Dec 26, 2022 - Technology

Professor warns about chatbot cheating: "Expect a flood"

Mike Allen

This was the answer when I asked ChatGPT about nefarious activity.

Darren Hick, a philosophy professor at Furman University in Greenville, S.C., warns in an eye-opening Facebook post that cheating using the new OpenAI chatbot, ChatGPT, can be tough to catch:

  • "ChatGPT responds in seconds with a response that looks like it was written by a human — moreover, a human with a good sense of grammar and an understanding of how essays should be structured."

Why it matters: The chatbot generates new words based on "the soup of data in its neural network" — rather than searching the web. So there's no specific passage you can point to as proof a student cheated.

  • And plagiarism software probably won't catch it. "It's simply not designed to deal with this sort of thing," Hick told me by email.

I found Hick's post via a link in a "Tech Fix" column by the N.Y. Times' Brian X. Chen ("Using A.I.? Please Do It Responsibly"), who pointed out:

  • "People experimenting with ChatGPT were quick to realize that they could use the tool to win coding contests."
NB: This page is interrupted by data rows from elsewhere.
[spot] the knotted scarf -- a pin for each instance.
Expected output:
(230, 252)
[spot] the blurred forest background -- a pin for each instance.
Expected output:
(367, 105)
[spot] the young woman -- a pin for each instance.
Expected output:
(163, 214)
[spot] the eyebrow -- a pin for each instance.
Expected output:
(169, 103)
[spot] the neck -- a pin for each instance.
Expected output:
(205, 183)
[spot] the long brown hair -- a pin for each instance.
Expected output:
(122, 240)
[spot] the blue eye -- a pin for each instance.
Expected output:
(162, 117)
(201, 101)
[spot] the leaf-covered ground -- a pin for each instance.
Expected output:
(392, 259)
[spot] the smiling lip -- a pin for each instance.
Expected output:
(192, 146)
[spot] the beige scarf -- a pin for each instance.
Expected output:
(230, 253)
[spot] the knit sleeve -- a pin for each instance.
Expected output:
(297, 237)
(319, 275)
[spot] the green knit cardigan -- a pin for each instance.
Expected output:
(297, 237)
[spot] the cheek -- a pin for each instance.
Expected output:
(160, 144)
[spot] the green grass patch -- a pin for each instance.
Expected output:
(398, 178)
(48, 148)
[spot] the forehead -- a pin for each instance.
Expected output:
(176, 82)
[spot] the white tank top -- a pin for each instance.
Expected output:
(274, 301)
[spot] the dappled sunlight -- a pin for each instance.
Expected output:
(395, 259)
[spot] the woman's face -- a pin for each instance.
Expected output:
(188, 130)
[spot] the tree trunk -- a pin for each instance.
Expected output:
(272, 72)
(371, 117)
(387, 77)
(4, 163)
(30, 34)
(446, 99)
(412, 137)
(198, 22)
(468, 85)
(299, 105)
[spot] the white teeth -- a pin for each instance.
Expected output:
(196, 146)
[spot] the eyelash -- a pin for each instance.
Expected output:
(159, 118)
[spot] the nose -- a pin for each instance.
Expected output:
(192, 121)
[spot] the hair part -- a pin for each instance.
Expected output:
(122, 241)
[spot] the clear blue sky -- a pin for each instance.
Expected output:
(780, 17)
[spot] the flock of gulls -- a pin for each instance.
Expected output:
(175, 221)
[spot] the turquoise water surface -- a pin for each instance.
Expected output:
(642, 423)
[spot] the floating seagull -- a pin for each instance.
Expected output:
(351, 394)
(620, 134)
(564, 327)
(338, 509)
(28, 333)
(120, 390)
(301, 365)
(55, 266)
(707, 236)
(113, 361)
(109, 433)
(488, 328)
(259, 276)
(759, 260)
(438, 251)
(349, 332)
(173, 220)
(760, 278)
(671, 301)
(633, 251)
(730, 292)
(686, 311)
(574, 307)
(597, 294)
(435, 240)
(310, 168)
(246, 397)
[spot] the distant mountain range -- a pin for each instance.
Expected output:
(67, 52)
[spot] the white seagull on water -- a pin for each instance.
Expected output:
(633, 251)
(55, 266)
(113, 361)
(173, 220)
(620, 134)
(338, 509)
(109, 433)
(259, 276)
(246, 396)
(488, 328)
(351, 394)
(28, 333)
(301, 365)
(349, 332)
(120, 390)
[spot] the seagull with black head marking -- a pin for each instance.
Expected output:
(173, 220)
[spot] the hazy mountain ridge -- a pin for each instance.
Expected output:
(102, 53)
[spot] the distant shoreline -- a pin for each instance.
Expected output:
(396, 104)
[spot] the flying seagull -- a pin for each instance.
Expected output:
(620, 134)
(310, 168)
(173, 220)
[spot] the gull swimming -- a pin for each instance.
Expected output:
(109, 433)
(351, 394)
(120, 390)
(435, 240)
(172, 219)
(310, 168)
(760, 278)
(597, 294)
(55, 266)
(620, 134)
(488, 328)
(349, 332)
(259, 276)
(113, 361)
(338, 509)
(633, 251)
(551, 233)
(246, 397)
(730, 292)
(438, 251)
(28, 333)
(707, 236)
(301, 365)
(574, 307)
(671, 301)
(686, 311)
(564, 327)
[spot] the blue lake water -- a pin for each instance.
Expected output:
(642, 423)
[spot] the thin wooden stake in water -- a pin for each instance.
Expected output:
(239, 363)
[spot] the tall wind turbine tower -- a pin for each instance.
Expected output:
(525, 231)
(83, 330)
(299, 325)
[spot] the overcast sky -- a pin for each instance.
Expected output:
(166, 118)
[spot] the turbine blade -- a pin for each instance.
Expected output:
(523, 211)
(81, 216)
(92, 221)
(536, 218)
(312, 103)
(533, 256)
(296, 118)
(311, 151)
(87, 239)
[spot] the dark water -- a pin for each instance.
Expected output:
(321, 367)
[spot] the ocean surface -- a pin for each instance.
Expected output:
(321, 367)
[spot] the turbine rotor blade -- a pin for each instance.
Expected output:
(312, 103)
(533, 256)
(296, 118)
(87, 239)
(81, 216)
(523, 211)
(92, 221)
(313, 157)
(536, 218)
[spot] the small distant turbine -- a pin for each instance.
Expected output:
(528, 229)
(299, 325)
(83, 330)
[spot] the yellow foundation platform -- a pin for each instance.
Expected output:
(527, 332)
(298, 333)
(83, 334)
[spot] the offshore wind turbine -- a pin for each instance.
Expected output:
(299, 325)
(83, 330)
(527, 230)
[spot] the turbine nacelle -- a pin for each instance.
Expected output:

State of play: The Furman professor busted one student, who admitted she had used the chatbot.

  • Hick was tipped off because her essay "confidently and thoroughly" discussed her topic in ways "that were thoroughly wrong."
  • The assignment was to write a short essay on the paradox of horror. The student focused on the philosopher David Hume.

"It did say some true things about Hume, and it knew what the paradox of horror was, but it was just bull----ting after that," Hick writes.

  • "ChatGPT also sucks at citing, another flag."
  • "For freshman-level classes ... [e.g.] the dominant themes of Moby Dick, or the causes of the war in Ukraine ... this is a game-changer."

Hick told Axios the "big issue isn’t catching cheaters who use A.I.; it’s proving they did it, to whatever standard a school requires of proof."

What's next: "Administrations are going to have to develop standards for dealing with these kinds of cases ... FAST," Hick wrote on Facebook.

  • "Expect a flood, people, not a trickle. ... I expect I'm going to institute a policy stating that if I believe material submitted by a student was produced by A.I., I will throw it out and give the student an impromptu oral exam on the same material."